Francisco Javier Gómez Izquierdo
La final de la Europa League, la Europalí para todos, resultó mas bien sosota: "...la caló, el respeto mutuo, lo mucho que se jugaban..." Eso sería. He seguido la trayectoria del Eintracht desde octavos y a pesar de la faena al Betis, me empezó a caer bien cuando vistió de blanco el Camp Nou, no por querencia hacia el Real Madrid, sino por padecer indigestión azulgrana con sus pesadas exquisiteces propias y sus desprecios casi delictivos hacia los esforzados afanes ajenos. Los que saben del asunto lo daban perdedor en octavos, cuartos y semifinales. Ante la final moderaron sus impulsos sentenciadores y se habló de igualdad y fuerzas parejas. A mí los del Eintracht me fueron ganando la voluntad, primero por el incisivo lateral Knauff, que por lo que dicen los locutores ni es lateral y además carece de técnica; por el zurdo Kostic, que lleva y centra la pelota con esa elegancia con la que los dioses del fútbol distinguen a los zocatos de los diestros, haciéndolos como más preferidos; por el austríaco Hinteregger, un central gigantón que no pudo jugar; por Borré, que no lo hizo tan mal en el Villarreal, pero sobre todo por Trapp, el portero que coincidió en Barcelona con un paisano llamado Aitekin que hizo todo lo que estuvo en su silbato para destrozar su buen nombre.
Trapp, quizás no fue lo mejor de la final, pero en lo estrictamente futbolístico, sí. Lo más espectacular de la final de anoche estuvo en las gradas del Sánchez Pizjuán en una exuberancia de coloridas aficiones: azul moteado de naranja la escocesa y un blanco reventón la alemana. Aficionados que como no cabían todos en Sevilla, alguno tuvo que recogerse a dormir en los alrededores. Esta mañana en mi preceptiva caminata me he encontrado una docena de escoceses en la calle Alfaros. Luego destaco al señor Slavko Vincic, que tiene nombre de villano de película pero que me reconcilió con los buenos árbitros. Escasos, pero existen. Un tío nada pamplinoso, que ignoró las personales que han puesto de moda los tiempos modernos y que no acudió a la llamada del VAR por uno de esos hallazgos en el área a los que los Iturraldes son tan dados. Creo que estaba Hernández Hernández en el aparato.
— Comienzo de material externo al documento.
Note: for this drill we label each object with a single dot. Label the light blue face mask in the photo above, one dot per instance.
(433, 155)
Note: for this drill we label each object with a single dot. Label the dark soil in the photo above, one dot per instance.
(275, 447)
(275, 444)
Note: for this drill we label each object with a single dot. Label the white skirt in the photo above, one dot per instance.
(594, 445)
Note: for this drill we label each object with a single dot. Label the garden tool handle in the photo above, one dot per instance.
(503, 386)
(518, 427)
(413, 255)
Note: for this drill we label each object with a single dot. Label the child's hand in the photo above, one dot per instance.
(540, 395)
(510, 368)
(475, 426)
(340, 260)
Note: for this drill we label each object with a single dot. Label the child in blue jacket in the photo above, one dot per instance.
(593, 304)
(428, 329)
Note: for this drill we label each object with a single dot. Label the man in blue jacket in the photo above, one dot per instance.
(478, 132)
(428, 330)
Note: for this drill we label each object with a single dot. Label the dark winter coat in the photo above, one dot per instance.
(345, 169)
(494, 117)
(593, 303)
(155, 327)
Esta final estaba predestinada a ser una reivindicación de Kevin Trapp y con sólo dos paradas, descomunales, eso sí, lo que venía ya dispuesto se consumó. Los ayudantes del entrenador Glasner besaban, reían y parecían depositar toda su confianza en el cancerbero de Nuremberg antes de los lanzamientos, mientras con McGregor, su rival en la portería, con los cuarenta cumplidos no parecían querer cuentas ni las cámaras ni el realizador de la televisión que transmitía el encuentro. Todos marcaron menos Ramsey, el más famoso del Rangers dirán en Glagow. Trapp paró el penalty que valía una final dirán en el París de la Francia en el que jugó; lo mismo que en Barcelona donde padeció persecución por Aitekin y por supuesto lo mismito que dirán en la Alemania toda, orgullosa de la rehabilitación de un buen portero.
La final de ayer me recuerda que me tengo prometido a mí mismo asistir a un Celtic-Glasgow Rangers por ser uno de las tareas a cumplir por todo buen aficionado que se precie. Si les confieso que me sentaría junto a los del trébol de cuatro hojas entenderán que me alegro del triunfo del Eintracht, un club que se me ha hecho simpático en este 2022.
Pues nada, enhorabuena y que disfruten festejando.